Stablecoins, most notably USDT (from Tether) and USDC (from Coinbase and Circle), aim to mitigate the risk of volatility in the cryptocurrency market in particular.
There are two main forms of stablecoins:
- The largest (so-called “classic”) stablecoins, which account for about 90% of stablecoin trading today, work like this: a company issuing stablecoins (for example, Tether for USDT) must guarantee that there are as many dollars in reserve as there are dollars. stablecoins in circulation. Thus, if a client wants to sell their stablecoins for dollars, there will certainly be enough money in the treasury of this company to carry out this conversion. So it is a parity based on the supply of “real” money available to the stablecoin issuer.
- Other stablecoins, referred to as “algorithmic” stablecoins, operate on reserves placed in assets other than the underlying ones to which they are pegged, such as digital assets. These algorithms should be able to maintain parity… At least in theory.

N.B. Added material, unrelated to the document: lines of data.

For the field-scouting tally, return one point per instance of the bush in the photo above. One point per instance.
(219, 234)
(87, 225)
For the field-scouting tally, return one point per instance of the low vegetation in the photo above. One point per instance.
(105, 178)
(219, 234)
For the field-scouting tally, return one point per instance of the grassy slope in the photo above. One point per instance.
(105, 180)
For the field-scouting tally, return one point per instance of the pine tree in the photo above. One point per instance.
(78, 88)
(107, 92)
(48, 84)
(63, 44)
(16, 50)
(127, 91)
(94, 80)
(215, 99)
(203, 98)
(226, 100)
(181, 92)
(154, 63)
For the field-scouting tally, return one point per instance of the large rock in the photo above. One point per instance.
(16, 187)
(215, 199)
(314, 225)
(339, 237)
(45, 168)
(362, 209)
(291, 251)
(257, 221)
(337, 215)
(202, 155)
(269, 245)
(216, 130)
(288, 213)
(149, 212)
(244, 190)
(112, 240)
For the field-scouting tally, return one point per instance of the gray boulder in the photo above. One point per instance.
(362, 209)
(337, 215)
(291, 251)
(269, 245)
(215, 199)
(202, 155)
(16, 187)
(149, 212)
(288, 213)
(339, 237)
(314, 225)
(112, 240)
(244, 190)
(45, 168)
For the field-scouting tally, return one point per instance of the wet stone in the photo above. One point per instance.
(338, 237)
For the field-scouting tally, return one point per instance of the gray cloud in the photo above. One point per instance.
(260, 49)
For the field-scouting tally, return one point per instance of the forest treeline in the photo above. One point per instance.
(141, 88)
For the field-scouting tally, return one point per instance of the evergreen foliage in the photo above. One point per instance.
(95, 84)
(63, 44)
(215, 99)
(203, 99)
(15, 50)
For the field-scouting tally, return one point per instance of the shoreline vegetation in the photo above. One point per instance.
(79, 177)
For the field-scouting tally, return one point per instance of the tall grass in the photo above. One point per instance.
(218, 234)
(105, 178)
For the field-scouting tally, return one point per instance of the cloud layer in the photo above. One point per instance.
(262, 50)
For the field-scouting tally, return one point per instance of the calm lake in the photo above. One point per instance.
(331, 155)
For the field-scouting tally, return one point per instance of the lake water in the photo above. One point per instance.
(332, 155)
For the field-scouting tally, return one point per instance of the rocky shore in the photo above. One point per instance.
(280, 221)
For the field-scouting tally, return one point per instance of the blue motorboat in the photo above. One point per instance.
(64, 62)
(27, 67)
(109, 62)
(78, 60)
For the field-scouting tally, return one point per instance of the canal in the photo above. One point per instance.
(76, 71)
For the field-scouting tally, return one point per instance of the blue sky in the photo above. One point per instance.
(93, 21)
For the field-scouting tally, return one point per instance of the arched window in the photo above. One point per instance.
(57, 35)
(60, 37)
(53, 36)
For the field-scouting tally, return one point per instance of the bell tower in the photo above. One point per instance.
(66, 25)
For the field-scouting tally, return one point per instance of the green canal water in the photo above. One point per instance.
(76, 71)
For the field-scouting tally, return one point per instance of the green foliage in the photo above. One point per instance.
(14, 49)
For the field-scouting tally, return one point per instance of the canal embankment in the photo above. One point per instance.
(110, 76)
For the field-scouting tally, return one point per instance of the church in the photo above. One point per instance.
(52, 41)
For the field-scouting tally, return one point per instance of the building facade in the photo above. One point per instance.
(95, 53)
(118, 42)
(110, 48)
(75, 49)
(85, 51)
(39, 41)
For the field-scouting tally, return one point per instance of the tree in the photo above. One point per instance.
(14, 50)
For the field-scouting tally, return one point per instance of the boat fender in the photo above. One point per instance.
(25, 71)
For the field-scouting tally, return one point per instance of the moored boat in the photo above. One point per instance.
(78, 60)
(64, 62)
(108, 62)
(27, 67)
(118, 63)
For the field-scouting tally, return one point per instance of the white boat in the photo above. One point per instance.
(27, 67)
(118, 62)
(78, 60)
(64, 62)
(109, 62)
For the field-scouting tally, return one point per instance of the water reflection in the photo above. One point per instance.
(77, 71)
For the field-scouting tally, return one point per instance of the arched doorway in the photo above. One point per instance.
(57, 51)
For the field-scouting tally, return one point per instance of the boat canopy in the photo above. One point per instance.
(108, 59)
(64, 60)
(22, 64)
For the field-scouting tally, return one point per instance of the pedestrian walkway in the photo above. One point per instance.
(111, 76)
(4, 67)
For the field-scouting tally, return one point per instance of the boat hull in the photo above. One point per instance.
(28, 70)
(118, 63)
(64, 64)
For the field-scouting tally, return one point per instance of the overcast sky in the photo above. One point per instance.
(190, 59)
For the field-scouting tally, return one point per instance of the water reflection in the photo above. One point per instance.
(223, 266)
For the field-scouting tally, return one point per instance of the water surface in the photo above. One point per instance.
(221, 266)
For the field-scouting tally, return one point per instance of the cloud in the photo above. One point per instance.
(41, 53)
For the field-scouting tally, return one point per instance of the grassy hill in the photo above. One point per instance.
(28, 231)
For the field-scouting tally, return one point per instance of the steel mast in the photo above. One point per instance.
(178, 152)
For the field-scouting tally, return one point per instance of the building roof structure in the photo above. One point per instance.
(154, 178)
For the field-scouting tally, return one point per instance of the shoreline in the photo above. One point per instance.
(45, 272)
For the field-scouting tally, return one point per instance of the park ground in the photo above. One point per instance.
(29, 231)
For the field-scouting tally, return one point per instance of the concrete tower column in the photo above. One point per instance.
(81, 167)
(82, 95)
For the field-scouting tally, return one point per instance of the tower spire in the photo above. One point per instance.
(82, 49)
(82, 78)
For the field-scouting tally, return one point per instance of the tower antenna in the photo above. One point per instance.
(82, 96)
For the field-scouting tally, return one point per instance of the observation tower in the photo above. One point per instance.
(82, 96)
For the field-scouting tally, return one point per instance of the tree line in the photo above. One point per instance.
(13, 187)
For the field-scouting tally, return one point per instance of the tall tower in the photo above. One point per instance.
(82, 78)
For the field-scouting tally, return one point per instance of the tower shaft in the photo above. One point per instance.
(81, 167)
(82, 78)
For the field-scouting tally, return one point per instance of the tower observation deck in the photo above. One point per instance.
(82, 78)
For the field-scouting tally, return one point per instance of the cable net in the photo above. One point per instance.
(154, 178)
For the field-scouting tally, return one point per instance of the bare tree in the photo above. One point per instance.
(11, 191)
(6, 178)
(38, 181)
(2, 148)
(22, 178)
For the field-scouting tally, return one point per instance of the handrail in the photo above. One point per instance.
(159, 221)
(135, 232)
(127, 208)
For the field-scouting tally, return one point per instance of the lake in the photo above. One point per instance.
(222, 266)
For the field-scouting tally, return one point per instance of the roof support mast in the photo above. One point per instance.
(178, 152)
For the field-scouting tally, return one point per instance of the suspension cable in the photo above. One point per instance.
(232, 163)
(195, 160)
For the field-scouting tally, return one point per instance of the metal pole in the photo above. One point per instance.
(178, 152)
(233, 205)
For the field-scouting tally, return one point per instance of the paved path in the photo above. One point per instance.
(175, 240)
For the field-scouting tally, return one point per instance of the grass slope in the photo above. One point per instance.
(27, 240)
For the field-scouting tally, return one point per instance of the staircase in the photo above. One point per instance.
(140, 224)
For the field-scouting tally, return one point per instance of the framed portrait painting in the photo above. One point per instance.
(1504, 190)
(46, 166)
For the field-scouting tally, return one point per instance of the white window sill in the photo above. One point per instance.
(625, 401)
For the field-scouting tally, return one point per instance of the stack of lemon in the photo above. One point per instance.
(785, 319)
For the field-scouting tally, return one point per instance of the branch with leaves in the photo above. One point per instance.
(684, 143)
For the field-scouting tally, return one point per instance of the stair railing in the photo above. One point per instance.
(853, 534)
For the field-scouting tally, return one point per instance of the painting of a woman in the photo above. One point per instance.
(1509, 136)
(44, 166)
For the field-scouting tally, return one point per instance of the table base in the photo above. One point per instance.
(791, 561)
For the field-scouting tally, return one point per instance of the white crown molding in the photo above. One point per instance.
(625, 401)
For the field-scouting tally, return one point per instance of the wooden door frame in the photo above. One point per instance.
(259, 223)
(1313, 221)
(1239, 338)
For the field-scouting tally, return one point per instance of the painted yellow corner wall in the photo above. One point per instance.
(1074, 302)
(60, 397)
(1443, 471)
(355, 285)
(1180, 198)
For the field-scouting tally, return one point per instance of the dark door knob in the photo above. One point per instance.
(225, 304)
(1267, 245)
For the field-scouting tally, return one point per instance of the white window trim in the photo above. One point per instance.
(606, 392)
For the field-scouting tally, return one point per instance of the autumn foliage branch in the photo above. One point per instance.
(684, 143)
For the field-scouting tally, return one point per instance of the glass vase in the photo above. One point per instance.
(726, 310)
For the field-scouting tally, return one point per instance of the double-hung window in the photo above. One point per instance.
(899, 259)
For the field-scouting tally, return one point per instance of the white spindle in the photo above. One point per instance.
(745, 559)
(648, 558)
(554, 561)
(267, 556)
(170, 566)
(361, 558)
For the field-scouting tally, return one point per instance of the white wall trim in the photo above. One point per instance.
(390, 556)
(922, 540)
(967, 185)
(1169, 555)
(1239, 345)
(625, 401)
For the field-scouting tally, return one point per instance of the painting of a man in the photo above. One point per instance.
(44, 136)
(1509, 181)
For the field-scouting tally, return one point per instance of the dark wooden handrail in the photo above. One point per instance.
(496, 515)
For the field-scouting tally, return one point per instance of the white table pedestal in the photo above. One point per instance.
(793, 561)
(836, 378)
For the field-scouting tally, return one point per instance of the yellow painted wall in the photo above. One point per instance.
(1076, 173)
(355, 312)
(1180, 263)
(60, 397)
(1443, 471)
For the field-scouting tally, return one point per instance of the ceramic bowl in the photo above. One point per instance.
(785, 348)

• What happened to Terra USD (UST)?
UST (or Terra USD) is the third largest stablecoin in the world with a capitalization of just over $7 billion at the time of this writing. This is the so-called algorithmic stablecoin, which works with the Luna cryptocurrency and cryptographic algorithms. The complex architecture of the algorithms makes it possible to maintain, thanks to the Luna cryptocurrency and a basket of currencies, UST at the level of one dollar, as explained by financial analyst Laurent Pinho in an article published two days ago on BFM Crypto.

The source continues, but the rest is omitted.